R&D is the lifeblood of our industry. There are over 10,000 companies in 24 of 39 counties. We employ one of every four workers in Washington. This industry generates over $3 billion in taxes every year. There is good evidence that the current incentives work. There has been a fourfold growth in patent generation in Washington alone. It is one of richest in the country. There are more than 15,000 R&D projects launched in Washington alone. About 325,000 jobs have been created in last 20 years by this industry, most of which have been in Washington.

The high technology sector has been a phenomenal job creator. It has helped us bear and come out of the recession. Look at Digipen, they supply people going into the very competitive gaming industry. Without incentives, we will lose companies like this to other states.

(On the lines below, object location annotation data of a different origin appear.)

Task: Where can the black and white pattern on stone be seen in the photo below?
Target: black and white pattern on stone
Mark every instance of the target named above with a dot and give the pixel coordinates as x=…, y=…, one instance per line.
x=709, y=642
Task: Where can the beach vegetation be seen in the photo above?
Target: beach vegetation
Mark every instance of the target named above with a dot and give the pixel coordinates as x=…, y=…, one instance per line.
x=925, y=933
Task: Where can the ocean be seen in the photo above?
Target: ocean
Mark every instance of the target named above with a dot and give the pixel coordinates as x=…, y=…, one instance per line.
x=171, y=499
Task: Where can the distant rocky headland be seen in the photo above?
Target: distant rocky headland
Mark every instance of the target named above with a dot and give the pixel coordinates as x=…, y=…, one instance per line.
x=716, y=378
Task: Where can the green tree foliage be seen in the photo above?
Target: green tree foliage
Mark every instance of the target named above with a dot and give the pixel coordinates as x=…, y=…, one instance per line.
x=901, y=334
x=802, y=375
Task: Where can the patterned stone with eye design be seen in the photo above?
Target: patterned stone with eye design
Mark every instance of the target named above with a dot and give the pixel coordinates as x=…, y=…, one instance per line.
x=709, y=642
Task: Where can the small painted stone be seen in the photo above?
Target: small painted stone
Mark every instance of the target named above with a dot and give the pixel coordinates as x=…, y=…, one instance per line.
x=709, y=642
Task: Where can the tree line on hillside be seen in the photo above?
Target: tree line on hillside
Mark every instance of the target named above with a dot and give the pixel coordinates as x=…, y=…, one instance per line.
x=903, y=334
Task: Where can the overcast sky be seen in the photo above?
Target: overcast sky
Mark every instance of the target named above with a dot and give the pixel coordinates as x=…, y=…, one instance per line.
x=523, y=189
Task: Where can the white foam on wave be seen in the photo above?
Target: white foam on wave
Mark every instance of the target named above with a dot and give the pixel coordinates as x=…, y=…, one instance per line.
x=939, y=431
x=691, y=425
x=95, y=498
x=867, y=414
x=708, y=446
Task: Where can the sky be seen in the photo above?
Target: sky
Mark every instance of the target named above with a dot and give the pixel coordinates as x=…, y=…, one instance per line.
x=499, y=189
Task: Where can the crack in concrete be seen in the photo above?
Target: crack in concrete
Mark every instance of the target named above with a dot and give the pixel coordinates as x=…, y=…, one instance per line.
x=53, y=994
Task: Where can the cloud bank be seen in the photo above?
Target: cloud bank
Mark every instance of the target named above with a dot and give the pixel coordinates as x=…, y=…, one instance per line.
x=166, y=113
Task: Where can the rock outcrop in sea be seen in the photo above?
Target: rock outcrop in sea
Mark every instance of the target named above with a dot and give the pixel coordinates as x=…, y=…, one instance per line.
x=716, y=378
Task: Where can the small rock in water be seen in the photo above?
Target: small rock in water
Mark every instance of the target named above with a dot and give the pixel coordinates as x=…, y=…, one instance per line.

In this industry we have to find capital for new startups. Capital investors go where they can get the best return, and this is generally in states in which there are incentives. Capital investors need to see that these incentives will be in effect for many years, not for a small limited time.

The incentives are key component in attracting and retaining companies. About 86 percent of 2012 new high technology sector employees were Washington residents. This sector makes up about 28 percent of employment in Washington State. This sector drives the rest of the economy and having a healthy sector is important to the economy as a whole. We have very few tools to incentivize these types of investments, so we should maintain what we have. Elimination of these incentives will increase costs in Washington.

CON: While we are all committed to improving Washington's economy, there is no proof that these incentives help us with that objective. When studying the high technology sector, JLARC found that there was ambiguous data and asked for additional analysis. It was found that less than 1 percent of growth in that sector was attributable to the incentives. The Tax Preference Commission, in its report, recommended ending the incentives. When DOR studied this sector, it found that those companies that used the incentives increased jobs at a lower rate than those that did not use the incentives. Maybe we should narrow the incentives to those companies that are true entrepreneurial companies. Microsoft gets a large amount of money from the incentive and does not likely need the extra help.

Persons Testifying (Ways & Means): PRO: Doug Levy, city of Redmond, WA Tech Cities Coalition; Brad Harlow, Cardiac Insight; Maud Daudon, Seattle Metropolitan Chamber of Commerce; Michael Schutzler, WA Tech Industry Assn., President; Neil Strege, WA Roundtable; Tom McBride, TechAmerica.

CON: Nick Federici, Our Economic Future Coalition.